Jackson laughed. “But if he kills him, The Outfit princess won’t marry him. He wants her first.” He folded his thick arms over his chest, disapproval pouring from him. “Isn’t that right, Gio?”
I pushed to my feet, refusing to explain myself, not even to my best friends. “Just get him. Call me when you have him.”
I stalked to the door, unable to handle the judgment because, truthfully, I was judging myself. Emilia should not have come before the mafia, the business, my family, but I’d long since given up trying to find anything rational in the way I felt about her.
I had wanted her from the very first time she had slapped me. The thought of having my ring on her finger made my dick hard.

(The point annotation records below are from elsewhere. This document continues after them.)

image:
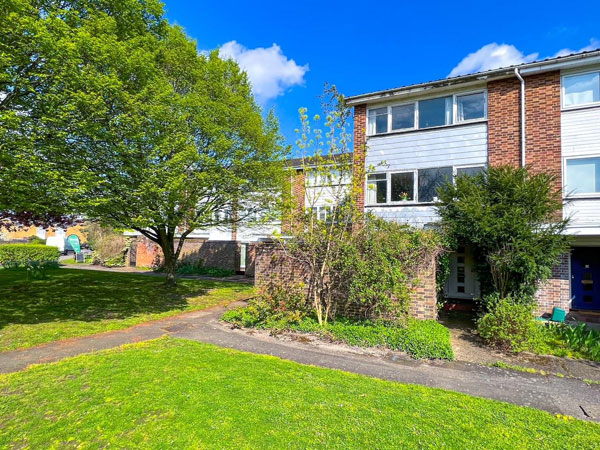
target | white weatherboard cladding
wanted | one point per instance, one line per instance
(448, 146)
(580, 137)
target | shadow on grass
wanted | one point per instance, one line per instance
(91, 296)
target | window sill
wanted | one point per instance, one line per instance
(417, 130)
(580, 107)
(396, 205)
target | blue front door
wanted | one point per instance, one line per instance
(585, 277)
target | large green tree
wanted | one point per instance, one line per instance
(138, 130)
(512, 218)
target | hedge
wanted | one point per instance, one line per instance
(28, 255)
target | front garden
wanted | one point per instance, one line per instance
(172, 393)
(65, 303)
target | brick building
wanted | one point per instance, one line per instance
(544, 114)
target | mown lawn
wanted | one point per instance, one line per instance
(73, 302)
(172, 393)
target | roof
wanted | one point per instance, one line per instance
(555, 63)
(298, 163)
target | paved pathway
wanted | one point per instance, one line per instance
(556, 395)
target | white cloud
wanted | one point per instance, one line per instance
(593, 45)
(491, 56)
(270, 72)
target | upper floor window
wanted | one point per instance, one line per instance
(422, 114)
(581, 89)
(412, 186)
(583, 176)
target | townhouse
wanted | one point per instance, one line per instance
(544, 114)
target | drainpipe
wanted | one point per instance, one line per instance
(518, 74)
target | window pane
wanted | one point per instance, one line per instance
(583, 175)
(430, 180)
(469, 171)
(403, 117)
(435, 112)
(377, 188)
(378, 120)
(581, 89)
(403, 187)
(470, 106)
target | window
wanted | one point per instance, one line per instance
(581, 89)
(403, 186)
(377, 188)
(378, 120)
(470, 107)
(435, 112)
(583, 175)
(469, 171)
(403, 117)
(430, 180)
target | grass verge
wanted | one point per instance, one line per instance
(172, 393)
(71, 302)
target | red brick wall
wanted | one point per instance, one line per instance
(271, 263)
(555, 292)
(504, 123)
(360, 154)
(542, 124)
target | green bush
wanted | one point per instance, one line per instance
(35, 258)
(581, 339)
(510, 324)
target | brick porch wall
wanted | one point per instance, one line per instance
(271, 263)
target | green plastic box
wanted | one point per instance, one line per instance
(558, 315)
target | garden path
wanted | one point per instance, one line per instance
(566, 396)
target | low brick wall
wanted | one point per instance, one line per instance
(220, 254)
(556, 291)
(273, 264)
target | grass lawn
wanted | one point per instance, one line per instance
(172, 393)
(73, 302)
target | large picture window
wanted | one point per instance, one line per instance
(435, 112)
(413, 186)
(581, 89)
(583, 176)
(428, 113)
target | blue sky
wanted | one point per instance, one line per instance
(290, 49)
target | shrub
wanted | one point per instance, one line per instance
(512, 218)
(419, 338)
(581, 339)
(276, 307)
(35, 258)
(509, 324)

She might have hated me right now, but she still came for me so sweetly, sucked my dick like her lips were made for it… The more I thought about it, the less moral I became.
Donato would ally. Emilia would be my wife. She would learn to love me. I could and would have it all.
I pulled into the alleyway beside Vice and made my way inside the abandoned nightclub. It was the middle of the day, and the place was always eerie without the music and patrons.
Jackson sat at the bar in silence, sipping on a whiskey. Beside him was none other than Luca Donato.
A few of Jackson’s men clung to the shadows of the room, and that told me all I needed to know. My enforcer considered the eldest Donato son a threat.
“Jackson.” I stepped behind the bar, pouring myself a drink as I took in the two of them, both battered and bruised.
Jackson had a split in his bottom lip. Donato had a busted cheekbone and bloody eyebrow, and judging by the way he was hunching over, a cracked rib. Both their clothes were bloody and torn, and it was clear they’d had one hell of a fight. But while Luca glared at me, Jackson grinned. He loved it when someone gave him a decent scrap.
The bruises that marred Luca’s face made it difficult to find the similarities between him and Emilia, but it was there in the wariness of his gaze, the steely set of his shoulders despite being in pain.